The SEP statement explained the significance of its campaign to build a Democratic and Socialist Congress of Workers and Rural Masses on the basis of these action committees. This, it continued, would develop the basis for a mass revolutionary movement of the working class and rally the rural poor to establish a government of workers and peasants committed to a socialist program, as a part of broader struggle for socialism in South Asia and internationally.

SEP campaigners interviewed protesters, many of whom voiced their dissatisfaction with the trade union leadership. A Ports Authority navigation division employee said on February 28 workers were ready for a general strike but they were betrayed by the union leadership.

At 2.00 p.m. that day, the trade unions, including the JVP-led ACGPEU, the Sri Lanka Freedom Employees Union, which is affiliated to the Sri Lanka Freedom Party, and the United National Party-affiliated union, organised a discussion and called for a “go-slow,” not a strike.
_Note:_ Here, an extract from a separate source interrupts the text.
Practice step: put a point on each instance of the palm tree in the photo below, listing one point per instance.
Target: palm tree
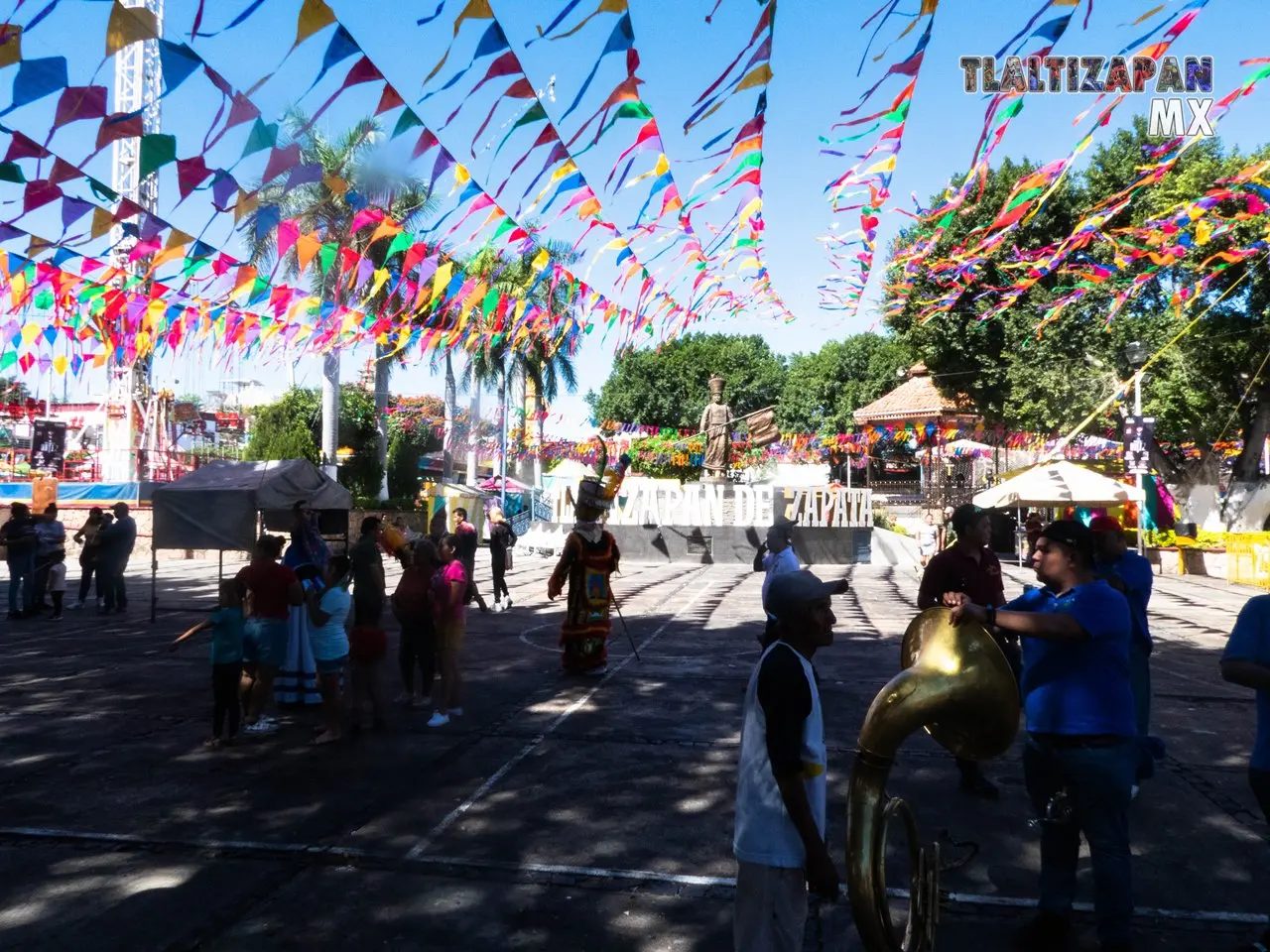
(539, 359)
(350, 164)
They claimed this would pressure the government. This was opposed by workers from the navigation division.

SEP members distributed party statements outside the main entrance to Colombo Harbour. A worker attached to the SLFP trade union spoke to campaigners. He had participated in the February 22 protests at the Fort station where the trade union leaders had previously announced a March 1 general strike.

“We were asked to hold a [protest] picket during our lunch break,” he said. “A discussion was held between 40 trade unions and the government, but it failed. The government did not agree. They do not care about us, but we must keep pressing [the government].” He acknowledged, however, that the government will “continue with its privatisation measures” and other IMF measures.

R. Prabha, a CEB Jaffna office worker who participated in the protest, said: “The price of essential goods has skyrocketed, but our salary is in no way sufficient to deal with the cost of living. We are forced to take out loans to meet expenses. That is why we have come to this struggle. For the past two years we’ve not been paid any sick leave allowances or our bonus, and management has cut all our overtime work.”

She also criticised the Wickremesinghe government’s cancellation of the scheduled March 9 local government elections: “They previously announced the elections but now say there is no money. But it’s not a money problem, they just realise that we won’t for vote the government. Knowing that they would lose the elections, they’ve anti-democratically stopped the elections.”